Rentrée parlementaire à Québec mardi sur fond d’élections fédérales

Les quatre partis politiques seront très actifs en novembre, organisant tour à tour leur congrès national entre le 2 et le 24 de ce mois.
Photo: Renaud Philippe Le Devoir Les quatre partis politiques seront très actifs en novembre, organisant tour à tour leur congrès national entre le 2 et le 24 de ce mois.

La rentrée parlementaire à Québec s’effectuera le mardi 17 septembre, alors que les élections fédérales battent leur plein. Voici un aperçu des plus gros événements attendus cet automne à l’Assemblée nationale.

Pacte fiscal et fonction publique

Le gouvernement Legault, qui a d’énormes surplus, sera mis à l’épreuve lors de la négociation d’un nouveau pacte fiscal avec les municipalités et du renouvellement des conventions collectives de plus d’un demi-million d’employés de la fonction publique. Les grandes centrales syndicales réclament de meilleures conditions afin de « reconstruire » les services publics, mais le gouvernement les prévient que les surplus budgétaires ne sont pas « infinis » et qu’ils appartiennent aux Québécois. De leur côté, les municipalités rappellent au premier ministre François Legault sa promesse électorale de leur céder un point de TVQ, ce qui représente environ 1,7 milliard de dollars en ce moment.

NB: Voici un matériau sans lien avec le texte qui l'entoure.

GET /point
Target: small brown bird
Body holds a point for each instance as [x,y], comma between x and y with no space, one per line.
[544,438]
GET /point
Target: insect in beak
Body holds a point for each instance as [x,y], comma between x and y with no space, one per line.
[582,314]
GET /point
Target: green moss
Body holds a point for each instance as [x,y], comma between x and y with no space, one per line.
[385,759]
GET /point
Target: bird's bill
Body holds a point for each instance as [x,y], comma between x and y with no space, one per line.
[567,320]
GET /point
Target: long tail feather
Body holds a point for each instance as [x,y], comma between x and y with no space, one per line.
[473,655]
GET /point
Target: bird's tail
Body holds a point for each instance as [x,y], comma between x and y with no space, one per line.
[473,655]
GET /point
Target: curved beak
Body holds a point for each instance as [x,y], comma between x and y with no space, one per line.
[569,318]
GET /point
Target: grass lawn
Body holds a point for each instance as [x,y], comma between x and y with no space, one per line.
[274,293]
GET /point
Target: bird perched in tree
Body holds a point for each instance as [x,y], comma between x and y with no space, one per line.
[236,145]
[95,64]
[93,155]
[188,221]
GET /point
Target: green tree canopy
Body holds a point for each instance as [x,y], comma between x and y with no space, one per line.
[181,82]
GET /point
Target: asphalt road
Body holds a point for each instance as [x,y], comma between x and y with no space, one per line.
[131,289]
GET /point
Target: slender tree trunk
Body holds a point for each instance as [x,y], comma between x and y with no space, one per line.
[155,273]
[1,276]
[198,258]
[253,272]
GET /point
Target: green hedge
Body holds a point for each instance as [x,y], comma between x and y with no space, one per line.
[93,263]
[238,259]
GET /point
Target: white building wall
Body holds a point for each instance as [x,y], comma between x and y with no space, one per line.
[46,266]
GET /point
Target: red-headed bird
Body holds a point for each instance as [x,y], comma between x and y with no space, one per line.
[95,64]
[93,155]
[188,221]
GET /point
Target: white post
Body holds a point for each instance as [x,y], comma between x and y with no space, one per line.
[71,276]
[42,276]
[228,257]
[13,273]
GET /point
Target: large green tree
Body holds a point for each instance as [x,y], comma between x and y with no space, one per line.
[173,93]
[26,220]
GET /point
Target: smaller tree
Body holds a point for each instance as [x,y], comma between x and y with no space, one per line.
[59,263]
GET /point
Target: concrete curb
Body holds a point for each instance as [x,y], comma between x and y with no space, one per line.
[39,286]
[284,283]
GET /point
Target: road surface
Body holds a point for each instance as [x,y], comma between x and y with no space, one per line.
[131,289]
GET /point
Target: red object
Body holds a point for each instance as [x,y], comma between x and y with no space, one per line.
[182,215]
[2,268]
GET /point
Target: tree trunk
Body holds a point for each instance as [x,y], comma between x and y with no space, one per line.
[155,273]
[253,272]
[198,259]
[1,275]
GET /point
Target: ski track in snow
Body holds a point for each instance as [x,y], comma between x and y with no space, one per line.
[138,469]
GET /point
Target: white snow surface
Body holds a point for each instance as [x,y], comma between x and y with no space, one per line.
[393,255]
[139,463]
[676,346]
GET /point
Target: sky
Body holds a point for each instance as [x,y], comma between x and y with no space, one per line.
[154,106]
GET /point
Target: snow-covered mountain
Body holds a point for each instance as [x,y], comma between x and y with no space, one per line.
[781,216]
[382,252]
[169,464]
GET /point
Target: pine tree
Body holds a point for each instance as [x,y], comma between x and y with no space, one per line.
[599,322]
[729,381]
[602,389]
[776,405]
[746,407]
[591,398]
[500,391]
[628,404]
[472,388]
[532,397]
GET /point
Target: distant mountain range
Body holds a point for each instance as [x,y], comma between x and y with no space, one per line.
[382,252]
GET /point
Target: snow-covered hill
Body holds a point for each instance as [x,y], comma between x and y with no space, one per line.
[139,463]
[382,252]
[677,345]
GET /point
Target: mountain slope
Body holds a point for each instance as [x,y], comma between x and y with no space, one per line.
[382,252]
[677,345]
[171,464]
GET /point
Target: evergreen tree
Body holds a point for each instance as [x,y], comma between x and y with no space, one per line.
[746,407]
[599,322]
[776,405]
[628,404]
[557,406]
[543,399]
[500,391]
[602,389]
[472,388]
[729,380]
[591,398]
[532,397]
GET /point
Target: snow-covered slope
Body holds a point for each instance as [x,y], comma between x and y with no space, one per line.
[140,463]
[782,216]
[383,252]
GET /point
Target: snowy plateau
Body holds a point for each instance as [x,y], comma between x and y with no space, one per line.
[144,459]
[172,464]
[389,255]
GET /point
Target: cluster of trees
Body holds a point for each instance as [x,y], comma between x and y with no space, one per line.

Médias et mise à jour économique

Le gouvernement a promis de présenter un plan d’aide aux médias, étouffés par une crise des revenus causée en grande partie par les géants de l’Internet. Le ministre de l’Économie, Pierre Fitzgibbon, laisse entendre qu’il serait prêt à offrir un crédit d’impôt sur la masse salariale, afin notamment de sauver le Groupe Capitales Médias de la faillite.

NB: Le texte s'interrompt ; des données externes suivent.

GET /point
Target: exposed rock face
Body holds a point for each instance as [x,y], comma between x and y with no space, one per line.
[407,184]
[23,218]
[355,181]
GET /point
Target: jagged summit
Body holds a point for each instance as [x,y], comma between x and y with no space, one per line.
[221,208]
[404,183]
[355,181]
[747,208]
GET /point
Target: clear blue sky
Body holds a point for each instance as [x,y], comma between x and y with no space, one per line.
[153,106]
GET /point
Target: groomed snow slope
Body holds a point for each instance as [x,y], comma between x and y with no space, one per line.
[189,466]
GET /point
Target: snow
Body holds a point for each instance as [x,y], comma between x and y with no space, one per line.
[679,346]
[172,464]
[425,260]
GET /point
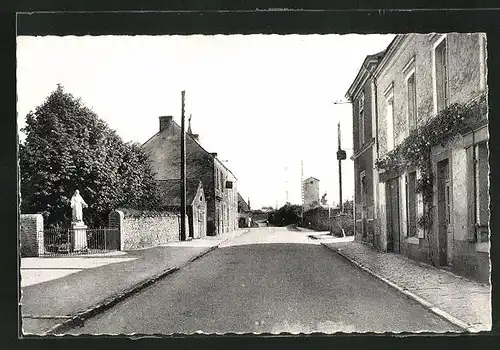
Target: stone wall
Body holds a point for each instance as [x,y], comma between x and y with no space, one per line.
[142,230]
[31,235]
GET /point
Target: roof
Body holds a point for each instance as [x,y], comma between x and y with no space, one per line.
[171,191]
[363,70]
[190,136]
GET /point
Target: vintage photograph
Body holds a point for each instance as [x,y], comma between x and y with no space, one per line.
[253,184]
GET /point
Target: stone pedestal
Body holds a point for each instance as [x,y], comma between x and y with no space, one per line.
[78,236]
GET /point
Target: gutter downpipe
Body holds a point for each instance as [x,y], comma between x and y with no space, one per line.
[372,76]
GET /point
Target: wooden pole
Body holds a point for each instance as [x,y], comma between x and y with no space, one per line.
[183,172]
[340,176]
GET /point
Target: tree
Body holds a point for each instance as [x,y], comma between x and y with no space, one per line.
[67,147]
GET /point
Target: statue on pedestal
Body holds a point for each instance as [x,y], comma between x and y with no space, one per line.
[77,205]
[78,228]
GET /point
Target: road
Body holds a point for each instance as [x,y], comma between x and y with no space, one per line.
[269,280]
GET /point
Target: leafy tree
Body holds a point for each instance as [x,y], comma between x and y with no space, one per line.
[67,147]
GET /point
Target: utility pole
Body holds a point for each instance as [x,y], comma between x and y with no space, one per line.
[183,172]
[302,191]
[286,184]
[341,155]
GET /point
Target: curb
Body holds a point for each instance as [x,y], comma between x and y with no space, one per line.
[427,304]
[79,318]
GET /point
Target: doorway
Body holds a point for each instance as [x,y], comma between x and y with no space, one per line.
[392,209]
[444,210]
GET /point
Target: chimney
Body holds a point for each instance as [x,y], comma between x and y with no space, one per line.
[165,122]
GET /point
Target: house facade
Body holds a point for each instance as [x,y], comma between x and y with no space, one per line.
[218,182]
[363,93]
[437,213]
[196,205]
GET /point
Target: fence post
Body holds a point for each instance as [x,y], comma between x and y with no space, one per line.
[115,220]
[31,235]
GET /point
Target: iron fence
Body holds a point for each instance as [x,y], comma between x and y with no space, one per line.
[64,241]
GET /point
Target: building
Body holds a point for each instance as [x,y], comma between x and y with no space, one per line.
[244,213]
[311,193]
[363,94]
[219,183]
[430,165]
[196,205]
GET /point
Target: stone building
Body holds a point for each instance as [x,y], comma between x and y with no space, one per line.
[311,193]
[422,78]
[219,183]
[244,213]
[363,94]
[196,205]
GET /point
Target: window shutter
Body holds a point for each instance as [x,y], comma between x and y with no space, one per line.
[471,213]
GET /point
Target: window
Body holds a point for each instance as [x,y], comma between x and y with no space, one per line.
[361,120]
[411,204]
[477,189]
[482,60]
[412,102]
[362,183]
[441,81]
[390,123]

En outre, le ministre des Finances, Eric Girard, pourrait profiter de sa mise à jour économique pour abolir la contribution additionnelle modulée sur le revenu au service de garde, bonifier l’allocation familiale et accélérer l’harmonisation des taxes scolaires. Le président du Conseil du trésor, Christian Dubé, attend impatiemment l’étude de l’Institut canadien d’information sur la santé cet automne pour savoir s’il pourra sabrer un milliard de dollars dans l’enveloppe salariale des médecins spécialistes, comme son parti s’y était engagé en campagne électorale.

Écoles, Hydro et pesticides

Les commissions scolaires telles qu’on les connaît sont appelées à disparaître. Le ministre de l’Éducation, Jean-François Roberge, déposera un projet de loi pour abolir les élections scolaires et transformer les commissions scolaires en centres de services. Devant la levée de boucliers des commissaires, le gouvernement brandira le rapport « accablant » qu’il a lui-même commandé, qui prouve, selon lui, la nécessité d’une vaste réforme de la gouvernance. Le ministre Roberge aura un automne fort occupé : il devra également continuer de défendre son controversé projet de loi créant des milliers de classes de maternelles 4 ans partout au Québec à un prix faramineux.

Par ailleurs, les députés étudieront le projet de loi 34, arme du gouvernement pour tenter de clore la saga des trop-perçus d’Hydro-Québec. Il s’agit d’un plan de remboursement sur cinq ans, qui ferait économiser aux propriétaires d’une maison unifamiliale 215 $, mais qui affranchirait la société d’État de plusieurs contrôles de sa tarification par la Régie de l’énergie. Il sera aussi question de pesticides à l’Assemblée nationale cet automne ; une consultation sur leur usage se poursuit du 23 au 26 septembre.